Cincinnati photographer Thomas R. Schiff has spent more than 20 years photographing U.S. libraries, which he considers “important expressions of our civilization, access to education and learning — and an expression of America’s great tradition of philanthropy.” For example, in the late 19th and early 20th centuries, Andrew Carnegie, the successful industrialist, built nearly 1,700 public libraries, including the Main Library in Downtown Columbus.
In “The Library Book,” Schiff’s photographs — mostly of library interiors — are made with a panoramic film camera, producing a 360-degree view of each library. His spectacular, color photos capture the majesty as well as the intimacy of structures designed to house books
and offer quiet places for reading, studying, contemplation and rest.
The first library in the book is Thomas Jefferson’s personal one at Monticello, which housed the third president’s more than 6,000 volumes before they became the founding collection of the Library of Congress. Washington, D.C., is, of course, home to that magnificent Renaissance-style library of more than 158 million items. Also in the nation’s capital is the Folger Shakespeare Library, which, with its dark wood shelves and ceiling, looks like it belongs at Harry Potter’s Hogwarts School of Witchcraft and Wizardry.
Schiff has captured the most famous American libraries, including the beautiful Morgan Library & Museum in New York, as well as some less-known ■ libraries. For example, the Lillian C. Schmitt Elementary School library in Columbus, Indiana, has a pitched roof and every room scaled for children’s use.
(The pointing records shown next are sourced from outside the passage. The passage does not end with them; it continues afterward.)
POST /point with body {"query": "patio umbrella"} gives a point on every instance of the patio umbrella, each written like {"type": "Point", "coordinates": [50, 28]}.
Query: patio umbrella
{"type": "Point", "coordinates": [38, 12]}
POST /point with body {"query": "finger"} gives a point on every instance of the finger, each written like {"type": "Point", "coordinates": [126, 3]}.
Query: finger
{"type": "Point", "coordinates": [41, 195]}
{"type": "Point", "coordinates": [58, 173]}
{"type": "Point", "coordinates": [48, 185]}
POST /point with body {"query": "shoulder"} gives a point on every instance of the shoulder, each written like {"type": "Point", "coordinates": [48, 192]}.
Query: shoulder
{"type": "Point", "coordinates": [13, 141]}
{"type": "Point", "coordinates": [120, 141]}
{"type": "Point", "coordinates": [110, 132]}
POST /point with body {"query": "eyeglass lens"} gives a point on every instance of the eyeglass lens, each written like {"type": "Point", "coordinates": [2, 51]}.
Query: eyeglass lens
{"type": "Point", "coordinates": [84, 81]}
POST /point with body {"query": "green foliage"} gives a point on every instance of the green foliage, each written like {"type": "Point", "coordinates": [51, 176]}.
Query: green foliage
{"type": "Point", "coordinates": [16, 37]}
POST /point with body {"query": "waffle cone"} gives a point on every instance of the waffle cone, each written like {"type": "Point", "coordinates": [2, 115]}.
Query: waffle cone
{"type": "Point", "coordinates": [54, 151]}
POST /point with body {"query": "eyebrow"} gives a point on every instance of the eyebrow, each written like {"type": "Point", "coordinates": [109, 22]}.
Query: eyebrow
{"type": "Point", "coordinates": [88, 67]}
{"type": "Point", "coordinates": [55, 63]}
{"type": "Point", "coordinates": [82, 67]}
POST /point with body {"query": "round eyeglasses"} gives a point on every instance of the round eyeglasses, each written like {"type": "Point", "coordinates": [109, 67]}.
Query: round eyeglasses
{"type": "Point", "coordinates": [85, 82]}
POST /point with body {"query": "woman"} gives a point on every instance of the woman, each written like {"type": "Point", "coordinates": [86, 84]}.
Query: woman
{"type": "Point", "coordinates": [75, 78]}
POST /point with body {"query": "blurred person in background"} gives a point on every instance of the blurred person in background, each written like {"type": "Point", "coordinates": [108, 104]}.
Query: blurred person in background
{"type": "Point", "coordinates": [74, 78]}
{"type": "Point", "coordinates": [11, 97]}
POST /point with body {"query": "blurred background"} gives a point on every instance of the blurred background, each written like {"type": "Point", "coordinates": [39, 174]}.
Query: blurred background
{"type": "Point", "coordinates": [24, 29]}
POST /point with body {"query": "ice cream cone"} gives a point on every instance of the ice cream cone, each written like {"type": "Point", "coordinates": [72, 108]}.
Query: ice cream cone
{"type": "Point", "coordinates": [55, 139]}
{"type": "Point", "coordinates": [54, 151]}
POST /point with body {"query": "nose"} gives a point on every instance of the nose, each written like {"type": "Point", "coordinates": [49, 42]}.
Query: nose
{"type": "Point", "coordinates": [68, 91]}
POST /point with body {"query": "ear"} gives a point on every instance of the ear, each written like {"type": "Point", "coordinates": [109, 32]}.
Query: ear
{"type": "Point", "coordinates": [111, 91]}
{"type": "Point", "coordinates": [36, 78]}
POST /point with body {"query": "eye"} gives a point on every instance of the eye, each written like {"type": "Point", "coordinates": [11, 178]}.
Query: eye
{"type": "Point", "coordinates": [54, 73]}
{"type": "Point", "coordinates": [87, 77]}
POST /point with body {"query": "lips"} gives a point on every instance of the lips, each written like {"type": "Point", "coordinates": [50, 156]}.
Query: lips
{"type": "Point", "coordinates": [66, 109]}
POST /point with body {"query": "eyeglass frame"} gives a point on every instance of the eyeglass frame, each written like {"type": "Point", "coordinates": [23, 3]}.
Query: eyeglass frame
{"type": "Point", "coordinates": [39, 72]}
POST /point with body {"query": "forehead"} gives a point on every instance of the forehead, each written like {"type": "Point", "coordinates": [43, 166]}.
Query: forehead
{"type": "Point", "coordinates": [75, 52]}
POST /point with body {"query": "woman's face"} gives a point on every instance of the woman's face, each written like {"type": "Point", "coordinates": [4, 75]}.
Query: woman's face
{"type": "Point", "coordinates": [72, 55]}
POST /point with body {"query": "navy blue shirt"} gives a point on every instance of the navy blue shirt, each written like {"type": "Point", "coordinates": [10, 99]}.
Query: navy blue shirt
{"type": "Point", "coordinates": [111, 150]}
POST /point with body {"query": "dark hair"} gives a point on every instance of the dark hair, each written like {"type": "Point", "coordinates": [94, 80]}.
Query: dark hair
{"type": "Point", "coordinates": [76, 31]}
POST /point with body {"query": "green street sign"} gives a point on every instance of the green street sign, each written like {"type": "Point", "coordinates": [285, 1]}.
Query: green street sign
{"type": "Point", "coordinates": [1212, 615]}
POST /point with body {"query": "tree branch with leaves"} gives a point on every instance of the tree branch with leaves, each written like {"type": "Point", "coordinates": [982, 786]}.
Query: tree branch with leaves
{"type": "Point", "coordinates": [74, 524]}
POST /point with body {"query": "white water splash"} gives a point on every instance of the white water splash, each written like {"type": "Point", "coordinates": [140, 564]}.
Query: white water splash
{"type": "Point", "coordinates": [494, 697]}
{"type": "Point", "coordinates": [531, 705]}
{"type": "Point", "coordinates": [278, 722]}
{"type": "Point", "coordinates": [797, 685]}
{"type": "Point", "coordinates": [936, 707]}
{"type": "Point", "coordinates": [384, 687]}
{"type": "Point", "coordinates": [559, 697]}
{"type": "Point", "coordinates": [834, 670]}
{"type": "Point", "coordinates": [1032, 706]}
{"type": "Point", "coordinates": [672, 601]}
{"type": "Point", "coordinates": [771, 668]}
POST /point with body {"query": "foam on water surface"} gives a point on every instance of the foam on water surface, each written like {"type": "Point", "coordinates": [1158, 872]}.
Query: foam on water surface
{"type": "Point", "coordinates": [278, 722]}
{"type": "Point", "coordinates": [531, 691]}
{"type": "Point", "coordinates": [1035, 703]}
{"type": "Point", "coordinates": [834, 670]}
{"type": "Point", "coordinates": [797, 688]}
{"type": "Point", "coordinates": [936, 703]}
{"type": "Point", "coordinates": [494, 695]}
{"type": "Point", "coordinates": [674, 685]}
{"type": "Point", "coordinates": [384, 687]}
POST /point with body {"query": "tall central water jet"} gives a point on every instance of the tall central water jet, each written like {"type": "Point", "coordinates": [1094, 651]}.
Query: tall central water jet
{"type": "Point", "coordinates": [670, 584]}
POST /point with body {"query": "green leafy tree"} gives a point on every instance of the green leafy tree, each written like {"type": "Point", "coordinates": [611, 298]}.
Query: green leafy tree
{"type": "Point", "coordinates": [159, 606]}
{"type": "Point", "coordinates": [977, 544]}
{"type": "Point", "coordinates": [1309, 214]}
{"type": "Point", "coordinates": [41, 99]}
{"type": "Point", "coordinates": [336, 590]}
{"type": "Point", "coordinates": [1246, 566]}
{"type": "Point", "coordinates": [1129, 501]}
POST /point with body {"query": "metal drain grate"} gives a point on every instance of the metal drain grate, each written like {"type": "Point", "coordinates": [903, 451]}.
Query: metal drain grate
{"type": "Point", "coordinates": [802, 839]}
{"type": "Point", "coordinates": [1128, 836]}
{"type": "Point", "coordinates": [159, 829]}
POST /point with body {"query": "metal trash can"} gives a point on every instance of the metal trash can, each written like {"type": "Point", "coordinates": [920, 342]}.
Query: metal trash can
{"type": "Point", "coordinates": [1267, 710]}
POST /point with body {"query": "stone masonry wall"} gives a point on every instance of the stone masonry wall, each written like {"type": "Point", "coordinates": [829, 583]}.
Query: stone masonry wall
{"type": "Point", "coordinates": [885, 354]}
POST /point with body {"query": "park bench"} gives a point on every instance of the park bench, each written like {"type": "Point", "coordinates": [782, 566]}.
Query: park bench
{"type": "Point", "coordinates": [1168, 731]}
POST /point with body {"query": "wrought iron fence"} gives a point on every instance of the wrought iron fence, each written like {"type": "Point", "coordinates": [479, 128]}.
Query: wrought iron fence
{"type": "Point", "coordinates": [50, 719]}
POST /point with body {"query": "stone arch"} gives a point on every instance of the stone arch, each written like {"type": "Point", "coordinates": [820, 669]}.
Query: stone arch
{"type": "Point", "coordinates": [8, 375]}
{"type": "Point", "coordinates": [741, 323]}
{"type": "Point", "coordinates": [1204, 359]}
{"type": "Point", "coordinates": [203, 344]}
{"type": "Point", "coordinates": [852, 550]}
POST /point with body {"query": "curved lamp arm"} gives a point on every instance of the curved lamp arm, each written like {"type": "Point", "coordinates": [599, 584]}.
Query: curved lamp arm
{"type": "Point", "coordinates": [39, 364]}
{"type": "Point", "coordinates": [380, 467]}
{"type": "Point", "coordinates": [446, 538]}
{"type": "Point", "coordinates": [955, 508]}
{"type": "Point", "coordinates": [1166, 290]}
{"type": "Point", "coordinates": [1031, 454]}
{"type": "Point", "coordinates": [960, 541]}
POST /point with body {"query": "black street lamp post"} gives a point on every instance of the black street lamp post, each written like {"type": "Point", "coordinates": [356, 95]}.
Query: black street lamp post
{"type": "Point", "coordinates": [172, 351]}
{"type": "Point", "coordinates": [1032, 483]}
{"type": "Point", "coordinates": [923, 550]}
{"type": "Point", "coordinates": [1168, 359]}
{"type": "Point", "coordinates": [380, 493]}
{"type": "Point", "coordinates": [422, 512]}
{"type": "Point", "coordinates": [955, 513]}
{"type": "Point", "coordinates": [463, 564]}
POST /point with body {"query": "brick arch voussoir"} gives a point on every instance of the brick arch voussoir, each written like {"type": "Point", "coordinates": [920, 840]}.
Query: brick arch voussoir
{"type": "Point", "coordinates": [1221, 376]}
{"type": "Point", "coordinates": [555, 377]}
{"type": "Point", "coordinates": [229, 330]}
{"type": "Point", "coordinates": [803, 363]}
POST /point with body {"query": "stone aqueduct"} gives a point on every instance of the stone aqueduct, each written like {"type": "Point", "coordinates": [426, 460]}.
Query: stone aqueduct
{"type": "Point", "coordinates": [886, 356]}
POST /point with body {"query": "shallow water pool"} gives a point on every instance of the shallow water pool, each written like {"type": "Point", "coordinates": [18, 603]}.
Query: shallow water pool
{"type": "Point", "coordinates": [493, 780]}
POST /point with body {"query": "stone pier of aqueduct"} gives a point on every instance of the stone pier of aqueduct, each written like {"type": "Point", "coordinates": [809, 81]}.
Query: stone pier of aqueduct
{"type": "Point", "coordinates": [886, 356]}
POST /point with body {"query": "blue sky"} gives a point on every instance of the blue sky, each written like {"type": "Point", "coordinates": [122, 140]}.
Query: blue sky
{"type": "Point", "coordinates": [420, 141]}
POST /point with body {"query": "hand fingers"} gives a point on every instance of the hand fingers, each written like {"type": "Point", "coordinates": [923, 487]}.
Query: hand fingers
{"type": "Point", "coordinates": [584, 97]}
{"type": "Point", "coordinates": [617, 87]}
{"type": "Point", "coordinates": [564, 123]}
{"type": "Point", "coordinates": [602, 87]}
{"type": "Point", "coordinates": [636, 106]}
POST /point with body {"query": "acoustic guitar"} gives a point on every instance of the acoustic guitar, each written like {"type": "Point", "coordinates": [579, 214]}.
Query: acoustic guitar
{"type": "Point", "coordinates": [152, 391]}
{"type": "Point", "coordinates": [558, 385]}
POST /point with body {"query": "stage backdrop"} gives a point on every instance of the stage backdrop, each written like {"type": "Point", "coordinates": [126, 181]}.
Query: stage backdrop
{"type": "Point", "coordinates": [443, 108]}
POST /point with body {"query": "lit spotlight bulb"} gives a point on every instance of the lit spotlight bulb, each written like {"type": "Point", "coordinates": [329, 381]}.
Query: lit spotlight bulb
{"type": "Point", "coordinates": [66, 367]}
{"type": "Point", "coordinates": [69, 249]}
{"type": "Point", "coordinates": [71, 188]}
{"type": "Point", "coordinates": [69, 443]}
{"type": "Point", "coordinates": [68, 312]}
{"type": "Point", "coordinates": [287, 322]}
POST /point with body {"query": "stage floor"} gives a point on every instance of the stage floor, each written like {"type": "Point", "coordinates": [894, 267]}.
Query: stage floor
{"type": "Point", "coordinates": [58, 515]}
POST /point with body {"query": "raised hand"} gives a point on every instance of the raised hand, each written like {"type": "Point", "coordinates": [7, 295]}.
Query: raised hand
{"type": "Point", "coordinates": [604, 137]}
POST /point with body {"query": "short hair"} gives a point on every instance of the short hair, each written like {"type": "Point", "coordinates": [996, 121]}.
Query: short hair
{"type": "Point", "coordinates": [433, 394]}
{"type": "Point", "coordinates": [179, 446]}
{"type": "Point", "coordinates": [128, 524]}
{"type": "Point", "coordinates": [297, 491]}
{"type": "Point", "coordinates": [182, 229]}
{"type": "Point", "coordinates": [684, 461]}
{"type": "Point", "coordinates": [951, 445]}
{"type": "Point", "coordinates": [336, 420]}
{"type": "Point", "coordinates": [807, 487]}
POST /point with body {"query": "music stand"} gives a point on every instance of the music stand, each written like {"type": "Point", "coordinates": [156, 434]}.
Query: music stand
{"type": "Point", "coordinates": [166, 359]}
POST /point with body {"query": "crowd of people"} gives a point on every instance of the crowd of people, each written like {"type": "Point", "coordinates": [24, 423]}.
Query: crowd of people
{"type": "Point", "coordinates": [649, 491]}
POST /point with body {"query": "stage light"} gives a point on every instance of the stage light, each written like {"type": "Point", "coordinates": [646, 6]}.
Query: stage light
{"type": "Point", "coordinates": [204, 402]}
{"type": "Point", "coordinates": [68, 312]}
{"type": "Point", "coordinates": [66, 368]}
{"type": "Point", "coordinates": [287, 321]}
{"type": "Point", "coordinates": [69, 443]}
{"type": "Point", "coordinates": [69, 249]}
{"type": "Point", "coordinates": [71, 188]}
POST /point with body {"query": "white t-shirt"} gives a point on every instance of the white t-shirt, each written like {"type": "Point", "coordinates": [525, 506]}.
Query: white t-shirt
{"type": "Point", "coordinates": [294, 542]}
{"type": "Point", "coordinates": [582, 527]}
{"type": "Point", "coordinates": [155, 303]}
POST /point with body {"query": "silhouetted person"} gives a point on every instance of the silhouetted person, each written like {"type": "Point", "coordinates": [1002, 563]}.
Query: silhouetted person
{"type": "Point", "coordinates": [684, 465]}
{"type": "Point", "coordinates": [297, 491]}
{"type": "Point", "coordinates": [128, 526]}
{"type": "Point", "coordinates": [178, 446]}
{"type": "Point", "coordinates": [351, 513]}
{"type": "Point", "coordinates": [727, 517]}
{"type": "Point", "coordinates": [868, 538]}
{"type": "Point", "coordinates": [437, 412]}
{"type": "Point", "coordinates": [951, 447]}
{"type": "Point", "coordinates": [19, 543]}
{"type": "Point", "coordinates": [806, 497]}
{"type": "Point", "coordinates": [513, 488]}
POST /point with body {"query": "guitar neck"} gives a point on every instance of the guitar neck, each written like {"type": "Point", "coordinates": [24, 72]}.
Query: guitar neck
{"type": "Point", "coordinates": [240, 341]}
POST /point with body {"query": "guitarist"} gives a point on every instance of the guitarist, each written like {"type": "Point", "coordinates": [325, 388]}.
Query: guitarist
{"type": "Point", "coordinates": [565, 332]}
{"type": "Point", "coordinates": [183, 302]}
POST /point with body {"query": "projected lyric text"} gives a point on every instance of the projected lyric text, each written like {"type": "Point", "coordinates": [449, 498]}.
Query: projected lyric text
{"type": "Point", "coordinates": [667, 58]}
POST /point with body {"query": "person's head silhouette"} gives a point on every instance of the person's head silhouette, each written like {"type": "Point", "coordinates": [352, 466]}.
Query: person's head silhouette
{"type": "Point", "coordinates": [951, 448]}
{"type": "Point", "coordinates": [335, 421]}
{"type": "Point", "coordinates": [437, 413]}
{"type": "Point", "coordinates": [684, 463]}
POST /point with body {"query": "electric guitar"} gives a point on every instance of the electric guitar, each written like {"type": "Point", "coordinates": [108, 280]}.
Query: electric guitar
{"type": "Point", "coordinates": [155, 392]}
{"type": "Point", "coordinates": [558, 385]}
For central Ohio readers, the disappointment is that of the eight Ohio libraries featured, the Main Library is not one of them. Schiff does offer portraits of the Thompson Library at Ohio State University, several libraries in Cincinnati, the Paul Laurence Dunbar Library in Dayton, the Portsmouth Public Library and the Alden Library at Ohio University, his alma mater.
Both Schiff, in his afterword, and author and editor Alberto Manguel, in his introduction, discuss the changing nature of the public library in the technological 21st century. Not just a receptacle for books, the library is a hub of social gathering, computer use, job-hunting and even a respite for the homeless.
The grandeur of Schiff’s photographs, capturing the beauty and exquisite design of so many public libraries, makes one consider their role in American history. Before the American Revolution, libraries were private and reserved for the elite. Then, in 1790, Benjamin Franklin established the first public lending library.
Today, Manguel writes, the number of public libraries has been decreasing and many are being defunded.
“Without public libraries and without a conscious understanding of their role, a society of the written word is doomed to oblivion,” he writes. “A public library is the memory, the voice and the face of the society that houses it.”